In my study of injective modules over commutative rings, i noticed that Zorn's Lemma is often employed in the proofs. Here are three examples: 1) Baer's Criterion 2) the characterization of injective modules as being those that have no proper essential extension 3) the structure theorem saying that every injective module is the direct sum of injective indecomposable modules.

Question: Is there any profound reason for the necessity of Zorn's Lemma when treating injective modules? Is this somehow related to the fact that there is no dual for the notion of a free module?


Solution 1:

If we only reduce to $\Bbb Z$-modules, then we can already identify a very strong connection:

The axiom of choice is equivalent to the statement "All divisible abelian groups are injective".

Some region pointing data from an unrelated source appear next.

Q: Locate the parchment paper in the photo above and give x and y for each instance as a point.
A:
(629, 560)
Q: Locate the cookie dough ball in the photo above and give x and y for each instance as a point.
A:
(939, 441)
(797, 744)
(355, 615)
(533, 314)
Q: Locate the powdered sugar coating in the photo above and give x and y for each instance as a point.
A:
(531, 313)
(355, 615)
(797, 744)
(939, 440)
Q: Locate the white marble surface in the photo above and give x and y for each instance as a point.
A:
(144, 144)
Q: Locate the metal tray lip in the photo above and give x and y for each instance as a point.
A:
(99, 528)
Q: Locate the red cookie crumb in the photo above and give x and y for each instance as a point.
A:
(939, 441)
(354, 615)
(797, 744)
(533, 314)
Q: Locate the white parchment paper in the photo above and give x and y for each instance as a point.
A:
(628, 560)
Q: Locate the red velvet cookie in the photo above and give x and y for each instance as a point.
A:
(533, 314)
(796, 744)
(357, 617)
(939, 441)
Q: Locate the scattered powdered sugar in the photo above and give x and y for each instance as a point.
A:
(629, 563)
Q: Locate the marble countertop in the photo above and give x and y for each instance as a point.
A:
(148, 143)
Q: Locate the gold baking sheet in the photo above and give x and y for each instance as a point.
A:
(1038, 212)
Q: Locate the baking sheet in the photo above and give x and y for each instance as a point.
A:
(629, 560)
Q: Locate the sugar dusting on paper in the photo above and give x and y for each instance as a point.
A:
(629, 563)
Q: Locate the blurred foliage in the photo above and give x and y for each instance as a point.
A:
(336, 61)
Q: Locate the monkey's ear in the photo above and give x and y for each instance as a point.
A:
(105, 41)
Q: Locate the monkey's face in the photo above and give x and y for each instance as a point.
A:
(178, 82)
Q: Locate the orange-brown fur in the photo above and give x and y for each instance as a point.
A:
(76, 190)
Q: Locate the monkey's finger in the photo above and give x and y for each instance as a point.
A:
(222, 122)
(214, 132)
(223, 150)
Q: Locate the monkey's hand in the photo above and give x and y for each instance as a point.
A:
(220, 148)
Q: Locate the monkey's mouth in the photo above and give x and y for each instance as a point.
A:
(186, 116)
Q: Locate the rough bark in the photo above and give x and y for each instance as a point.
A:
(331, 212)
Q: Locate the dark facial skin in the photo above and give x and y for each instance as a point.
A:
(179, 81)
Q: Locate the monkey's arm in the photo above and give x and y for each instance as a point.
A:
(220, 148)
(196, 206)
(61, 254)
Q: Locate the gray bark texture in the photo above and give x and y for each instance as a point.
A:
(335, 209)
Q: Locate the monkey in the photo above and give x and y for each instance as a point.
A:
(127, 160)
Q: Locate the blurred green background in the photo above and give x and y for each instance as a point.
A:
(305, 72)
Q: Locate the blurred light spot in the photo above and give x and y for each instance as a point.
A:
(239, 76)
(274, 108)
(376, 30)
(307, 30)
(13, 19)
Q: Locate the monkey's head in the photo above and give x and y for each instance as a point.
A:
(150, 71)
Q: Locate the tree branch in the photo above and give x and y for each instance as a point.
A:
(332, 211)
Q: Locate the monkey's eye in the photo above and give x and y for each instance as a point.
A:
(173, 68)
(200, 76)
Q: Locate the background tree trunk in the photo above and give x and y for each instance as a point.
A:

Moreover, there is a model where the axiom of choice fails and there are no injective abelian groups, at all, so the above equivalence fails in a very acute way.

You may be interested in some of the work of Andreas Blass, who proved both of the aforementioned results. You can find the paper here:

Blass, Andreas "Injectivity, Projectivity, and the Axiom of Choice." Transactions of the American Mathematical Society, Vol. 255, (Nov., 1979), pp. 31-59

Solution 2:

Note that there is a version of Baer's criterion which is true in ZF:

If $M$ is some $R$-module with the property that for every ideal $I \subseteq R$ the map $\hom(R,M) \to \hom(I,M)$ is surjective, then for every submodule $A \subseteq B$ such that $B/A$ is finitely generated we have that $\hom(B,M) \to \hom(A,M)$ is surjective.

The proof proceeds by induction on a number of elements of $B$ which generate it modulo $A$. More generally, the proof works when there is a generating set of $B/A$ which is indexed by an ordinal number. You need Zorn's Lemma or something alike in order to achieve this.